Just as product category statistics describe trade data by the type of product, service category statistics describe trade data according to type of service. Examples are tourism, transportation and business services. An exporter of services will find these statistics valuable in making strategic decisions such as identifying market opportunities and analyzing competition, to understanding policy implications, tracking market trends, setting prices, and assessing potential risks.


These statistics describe trade data by type of commodity. This is different from product category statistics in that products refer to goods or services for consumption or use such as cars or furniture. Product statistics are typically more detailed, reflecting the wide variety of different goods and services that are traded internationally. Commodities refer to a type of good that is uniform in quality and characteristics across producers and is typically traded in bulk on exchanges such as oil, gold, coal and wheat. Commodity statistics, on the other hand, focus on a narrower range of homogenous, raw materials that are often subject to global price fluctuations based on supply and demand dynamics in commodity markets. The insights obtained from these statistics are useful to the commodity exporter for making strategic decisions on pricing, market selection, risk management and strategic planning.


These statistics show the difference between a country’s total value of exports and its total value of imports, indicating whether it has a trade surplus or a trade deficit. Trade balance statistics serve as a key indicator of economic health and global competitiveness and are important for guiding strategic decisions for exporters. They help identify market opportunities, influence foreign direct investment decisions, and highlight potential policy implications. In addition, these statistics aid in risk management by signaling economic stability or instability.


These statistics show the value and volume of trade with specific regions, such as the European Union, AGOA, ASEAN, or NAFTA/USMCA regions. Regional balance statistics are important for an exporter’s strategic planning. They can help to identify potential growth markets, understand the impacts of regional trade agreements, and managing potential risks arising from economic or political instability specifically within a region.


These statistics focus on the trade within similar goods or services within an industry. Intra-industry trade statistics help to identify primary competitors, discover potential new markets, inform decisions about production and pricing, inspire innovation for product improvement, and predict potential risks associated with political or economic instability in trading countries or regions.

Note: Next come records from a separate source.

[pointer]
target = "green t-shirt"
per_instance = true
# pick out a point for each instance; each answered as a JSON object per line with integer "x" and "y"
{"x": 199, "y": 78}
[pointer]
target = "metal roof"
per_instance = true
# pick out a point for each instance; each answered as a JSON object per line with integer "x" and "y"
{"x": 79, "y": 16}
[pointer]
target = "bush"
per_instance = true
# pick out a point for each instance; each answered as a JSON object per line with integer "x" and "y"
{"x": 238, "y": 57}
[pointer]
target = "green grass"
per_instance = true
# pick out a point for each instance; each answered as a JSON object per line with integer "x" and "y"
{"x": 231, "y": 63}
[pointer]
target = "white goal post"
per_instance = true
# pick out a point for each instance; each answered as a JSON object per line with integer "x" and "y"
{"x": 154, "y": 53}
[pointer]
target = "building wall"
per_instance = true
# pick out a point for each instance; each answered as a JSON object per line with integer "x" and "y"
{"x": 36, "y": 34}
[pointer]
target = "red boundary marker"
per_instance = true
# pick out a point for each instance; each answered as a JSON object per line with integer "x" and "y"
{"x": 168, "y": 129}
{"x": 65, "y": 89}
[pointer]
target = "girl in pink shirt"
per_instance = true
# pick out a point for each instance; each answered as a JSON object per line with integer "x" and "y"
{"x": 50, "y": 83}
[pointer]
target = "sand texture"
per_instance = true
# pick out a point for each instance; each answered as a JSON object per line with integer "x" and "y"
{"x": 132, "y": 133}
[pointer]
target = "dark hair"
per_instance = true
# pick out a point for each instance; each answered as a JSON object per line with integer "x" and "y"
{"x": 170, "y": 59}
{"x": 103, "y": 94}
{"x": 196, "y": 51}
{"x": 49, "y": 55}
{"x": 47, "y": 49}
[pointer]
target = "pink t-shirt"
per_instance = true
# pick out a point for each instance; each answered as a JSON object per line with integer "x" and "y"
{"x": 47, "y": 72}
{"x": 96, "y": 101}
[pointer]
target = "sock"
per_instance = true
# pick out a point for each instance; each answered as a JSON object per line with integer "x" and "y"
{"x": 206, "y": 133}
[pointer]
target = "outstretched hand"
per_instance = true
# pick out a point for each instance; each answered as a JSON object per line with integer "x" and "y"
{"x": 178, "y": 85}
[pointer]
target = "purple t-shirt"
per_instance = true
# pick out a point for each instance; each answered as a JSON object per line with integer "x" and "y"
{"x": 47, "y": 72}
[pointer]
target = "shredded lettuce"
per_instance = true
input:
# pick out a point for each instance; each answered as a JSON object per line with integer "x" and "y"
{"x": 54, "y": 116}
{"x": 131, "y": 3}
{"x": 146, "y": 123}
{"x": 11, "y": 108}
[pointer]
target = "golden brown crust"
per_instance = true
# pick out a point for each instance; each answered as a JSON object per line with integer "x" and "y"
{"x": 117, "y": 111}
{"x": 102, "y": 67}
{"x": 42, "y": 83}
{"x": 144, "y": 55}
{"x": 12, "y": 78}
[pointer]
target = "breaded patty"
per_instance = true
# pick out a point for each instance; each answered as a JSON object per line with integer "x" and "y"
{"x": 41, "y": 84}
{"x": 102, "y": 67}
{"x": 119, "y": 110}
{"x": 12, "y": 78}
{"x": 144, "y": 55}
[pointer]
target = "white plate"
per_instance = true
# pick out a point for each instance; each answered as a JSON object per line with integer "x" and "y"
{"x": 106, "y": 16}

A country’s total trade is compared to that of another country with the purpose of determining the intensiveness of that trade. These statistics highlight which markets should be prioritised based on the importance of specific markets for the exporter’s products. They assist in risk management by highlighting potential vulnerabilities related to economic or political instability in highly engaged trade partners. These statistics also aid in strengthening trade relationships and negotiating better trade terms. Furthermore, they inform decisions around production planning, pricing, marketing strategies, and can elucidate the potential impacts of policy changes in countries with high trade intensity with exporter’s country.